The ship was towed out of Portsmouth harbour by local tugs and the tow was attached to deep sea tug Christos XXIII out in the Solent.

Ark Royal is brought out into the Solent as Grande Ellade passes by

The tow line is attached, which took over an hour

And off they go

And that was that. With Invincible already gone, that only leaves Illustrious as the sole survivor of the three aircraft carriers and that's already been demoted to a helicopter carrier, now the Harrier aircraft are gone. Their replacements, the Queen Elizabeth-class - Queen Elizabeth and Prince of Wales - won't be ready for some years yet and, even then, there'll be no aircraft for them for years after that so, in the meantime, if we need an aircraft carrier we'll have to call on the French, as we're sharing their Charles de Gaulle - but can we trust the French if our own interests are threatened and we need an aircraft carrier?

Thursday, 16 May 2013

Here Come The Girlz (plus Grand Mistral and Höegh Seoul)

Two Cunard Queens, Elizabeth and Victoria, and the Portuguese cruise ship Grand Mistral were in Southampton yesterday and, as she is not scheduled to return this year, I decided to go to East Cowes to see Grand Mistral, which was due to sail at 1700. Her departure time was originally 1800 but had been brought forward, which was ideal for me as I had to get home because some people from our local astronomy society were coming over. The Queens' sailing time was 1630.
P&O Cruises' Aurora was also in but not sailing until 2000.

As it happened the ships all sailed late...the Queens departed after 5pm and Grand Mistral eventually got her arse in gear at 1745 which was annoying, as it made time tight in order to get home in time for my visitors.

The light was again variable but it was a nice day, better than the rain and gales of the previous day and night which wiped out the electricity supply to three villages (including ours), a hamlet and the town of Sandown and, fortunately, the force 9 winds had died down.

Here Come The Girlz

Queen Victoria was first

Followed by Queen Elizabeth

Car carrier Höegh Seoul broke up the procession of cruise ships...

...before Grand Mistral finally appeared in deteriorating light

I was messing about with the colour cast adjustment in Photoshop Elements and got this exaggerated but pleasing effect.

Monday, 13 May 2013


...I have caught up with CMA CGM Marco Polo. On her previous visits to the Solent she eluded me but I got her today as she passed East Cowes on her way into Southampton, in highly variable and squally weather conditions.

Quick switch of the lens to a wide angle...

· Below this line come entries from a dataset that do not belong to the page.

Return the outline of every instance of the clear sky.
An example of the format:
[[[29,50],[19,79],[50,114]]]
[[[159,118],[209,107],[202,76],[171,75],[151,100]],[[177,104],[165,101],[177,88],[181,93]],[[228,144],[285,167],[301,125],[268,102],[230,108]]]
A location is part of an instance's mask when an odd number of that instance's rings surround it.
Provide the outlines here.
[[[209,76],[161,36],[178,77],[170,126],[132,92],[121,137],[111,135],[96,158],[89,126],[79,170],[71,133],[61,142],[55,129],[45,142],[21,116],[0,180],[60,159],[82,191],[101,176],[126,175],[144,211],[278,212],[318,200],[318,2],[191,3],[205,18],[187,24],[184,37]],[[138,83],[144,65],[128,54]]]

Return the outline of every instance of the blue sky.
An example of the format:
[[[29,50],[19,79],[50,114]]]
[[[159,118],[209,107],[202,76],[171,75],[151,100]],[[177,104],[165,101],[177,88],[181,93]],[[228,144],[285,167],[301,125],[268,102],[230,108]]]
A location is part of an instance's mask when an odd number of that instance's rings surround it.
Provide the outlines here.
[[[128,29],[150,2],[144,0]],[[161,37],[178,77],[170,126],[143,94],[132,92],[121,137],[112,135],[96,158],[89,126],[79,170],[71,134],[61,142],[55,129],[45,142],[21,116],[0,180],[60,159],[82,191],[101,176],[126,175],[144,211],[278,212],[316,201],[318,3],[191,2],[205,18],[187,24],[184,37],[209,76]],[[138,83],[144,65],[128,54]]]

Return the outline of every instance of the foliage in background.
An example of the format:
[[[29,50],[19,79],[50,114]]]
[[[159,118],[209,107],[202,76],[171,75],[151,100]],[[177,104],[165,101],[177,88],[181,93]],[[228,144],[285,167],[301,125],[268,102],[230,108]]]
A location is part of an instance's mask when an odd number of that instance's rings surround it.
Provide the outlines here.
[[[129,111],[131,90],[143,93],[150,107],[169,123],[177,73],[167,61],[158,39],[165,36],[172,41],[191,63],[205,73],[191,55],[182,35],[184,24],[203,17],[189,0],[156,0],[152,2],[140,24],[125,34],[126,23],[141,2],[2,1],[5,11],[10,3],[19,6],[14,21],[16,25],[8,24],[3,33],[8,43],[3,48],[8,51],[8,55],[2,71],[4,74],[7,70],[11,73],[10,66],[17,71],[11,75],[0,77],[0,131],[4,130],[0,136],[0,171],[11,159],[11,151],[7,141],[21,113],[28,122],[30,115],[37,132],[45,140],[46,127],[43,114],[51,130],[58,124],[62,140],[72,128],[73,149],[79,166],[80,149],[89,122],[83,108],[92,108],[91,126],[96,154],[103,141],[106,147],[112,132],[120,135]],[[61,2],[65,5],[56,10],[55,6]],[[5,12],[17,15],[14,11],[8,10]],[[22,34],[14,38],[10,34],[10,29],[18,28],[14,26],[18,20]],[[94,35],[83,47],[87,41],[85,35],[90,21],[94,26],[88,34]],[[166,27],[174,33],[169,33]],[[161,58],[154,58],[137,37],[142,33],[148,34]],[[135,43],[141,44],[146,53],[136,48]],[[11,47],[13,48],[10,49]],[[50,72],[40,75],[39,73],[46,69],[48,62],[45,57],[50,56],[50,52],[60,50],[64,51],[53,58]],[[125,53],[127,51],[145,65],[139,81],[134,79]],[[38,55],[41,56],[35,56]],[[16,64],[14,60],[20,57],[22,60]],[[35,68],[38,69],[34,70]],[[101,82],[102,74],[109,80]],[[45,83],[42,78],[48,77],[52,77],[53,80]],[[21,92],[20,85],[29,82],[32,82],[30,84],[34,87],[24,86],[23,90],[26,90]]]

...and back to the long lens again

And here's some crummy video I took of her turning round the Brambles sandbank. I used my car window as a support because it was far too windy for a tripod.


Thursday, 2 May 2013

Flying visit to see Fram

The small Hurtigruten cruise ship Fram was visiting Portsmouth today for the one and only time, at least in 2013, and scheduled to sail at 1600. I wasn't sure whether she'd be leaving the Solent via the Nab or the Needles and the various Solent shipping movement websites, such as QHM, weren't helpful in that regard - if I could have found out and it was the Needles, I'd have gone to Yarmouth, thereby saving myself the cost of parking and the ferry fare - so I decided to err on the side of caution, especially as the weather continues to be nice, and go to Portsmouth.

Brittany Ferries' Normandie left at 1445

Fram left on time at 1600

And meets Commodore Goodwill in the slightly murky distance

Commodore Goodwill entered the Swashway Channel as I walked back to the hovercraft.

I made the right decision, Fram went via the Nab.

I needn't have hurried too much for the 1645 hovercraft back to Ryde, the bloody thing - the offender was Island Express - had broken down so I had to wait for the 1700. No big deal and only slightly irritating, it wasn't as if there was an hour between departures.

On my way home, while driving along the downs, I could see Independence of the Seas in the distance, on her way from Southampton to Le Havre.